After he was discovered, Safi took him to the doctor for a check-up and quickly adopted him into his family, according to Reuters. They named the baby Mohammad Abed and shared photos of the entire family on his Facebook page.
Following the publication of the Reuters storey about the missing child, some of Safi’s neighbours, who had noticed his return from the airport months earlier with a baby, recognised the photos and left comments on a translated version of the article about his whereabouts.
Ahmadi asked his Afghan relatives, including his father-in-law Mohammad Qasem Razawi, 67, who lives in Badakhshan’s northeastern province, to find Safi and ask him to return Sohail to the family.
Razawi claimed he travelled to the capital for two days and two nights, bringing gifts for Safi and his family, including a slaughtered sheep, several pounds of walnuts, and clothing.
Safi, on the other hand, refused to release Sohail, insisting that he, too, wanted to leave Afghanistan with his family. Safi and his family have no pending applications for entry into the United States, according to Safi’s brother, who was evacuated to California.
The baby’s family sought assistance from the Red Cross, which has a stated mission of reuniting people separated by international crises, but said the organisation provided them with little information. The Red Cross, according to a spokesperson, does not comment on individual cases.
After exhausting all other options, Razawi contacted the local Taliban police station to report a kidnapping. According to Reuters, Safi told the police that he denied the allegations and that he was caring for the baby, not kidnapping him.
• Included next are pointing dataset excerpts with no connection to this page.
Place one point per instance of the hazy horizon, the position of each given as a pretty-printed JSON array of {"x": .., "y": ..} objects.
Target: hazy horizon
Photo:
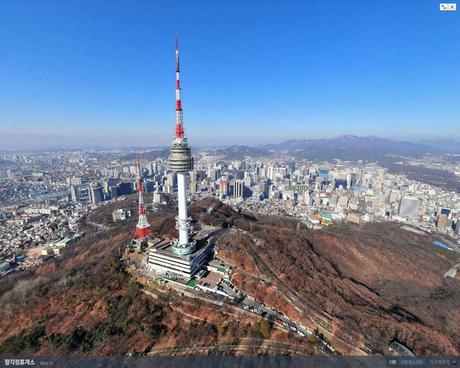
[{"x": 102, "y": 73}]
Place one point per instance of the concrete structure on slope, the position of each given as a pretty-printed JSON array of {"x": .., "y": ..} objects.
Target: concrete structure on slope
[{"x": 164, "y": 260}]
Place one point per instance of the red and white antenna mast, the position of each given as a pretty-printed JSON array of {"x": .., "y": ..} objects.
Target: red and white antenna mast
[
  {"x": 143, "y": 228},
  {"x": 179, "y": 122}
]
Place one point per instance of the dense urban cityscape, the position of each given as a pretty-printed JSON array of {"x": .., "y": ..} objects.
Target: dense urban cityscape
[
  {"x": 256, "y": 238},
  {"x": 45, "y": 195}
]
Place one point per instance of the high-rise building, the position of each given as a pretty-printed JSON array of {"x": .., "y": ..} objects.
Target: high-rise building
[
  {"x": 457, "y": 227},
  {"x": 409, "y": 206},
  {"x": 441, "y": 221},
  {"x": 223, "y": 186},
  {"x": 74, "y": 193},
  {"x": 96, "y": 194},
  {"x": 238, "y": 189}
]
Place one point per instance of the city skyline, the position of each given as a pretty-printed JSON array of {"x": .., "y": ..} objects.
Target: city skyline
[{"x": 303, "y": 70}]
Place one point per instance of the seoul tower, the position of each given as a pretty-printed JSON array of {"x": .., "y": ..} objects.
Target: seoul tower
[
  {"x": 143, "y": 228},
  {"x": 181, "y": 162}
]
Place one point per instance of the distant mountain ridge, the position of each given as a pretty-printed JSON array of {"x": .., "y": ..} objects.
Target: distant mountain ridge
[{"x": 345, "y": 147}]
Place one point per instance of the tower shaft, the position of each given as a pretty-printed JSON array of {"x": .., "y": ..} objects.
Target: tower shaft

The complaint was investigated and dismissed, and the local police commander told Reuters that he assisted in the settlement, which included both parties signing an agreement with thumbprints. According to Razawi, the baby’s family eventually agreed to pay Safi around 100,000 Afghani ($950) to cover the costs of caring for him for five months.
“The baby’s grandfather complained to us, and we found Hamid, and based on the evidence we had, we recognised the baby,” said Hamid Malang, the local police station’s chief area controller. “The baby will be handed over to his grandfather with both sides in agreement,” he said on Saturday.
The baby was finally returned to his relatives in the presence of the police and many tears.
Safi and his family, according to Razawi, were devastated by Sohail’s death. “Hamid and his wife were crying, and I was crying as well, but I reassured them that because they were both young, Allah would provide them with a male child. There are several of them. I expressed my gratitude to both of them for rescuing the child from the airport “Razawi explained.
The baby’s parents told Reuters that they were overjoyed because they were able to see the reunion over video chat with their own eyes.
“There are celebrations, dancing, and singing,” Razawi explained. “It’s exactly like a wedding.”
Now, Ahmadi, his wife, and their other children, who were able to move off the military base and into an apartment in Michigan in early December, are hoping that Sohail will be brought to the United States soon.
“We must return the child to his mother and father. This is the only thing I’m accountable for “His grandfather expressed himself. “I’d like for him to come back to them.”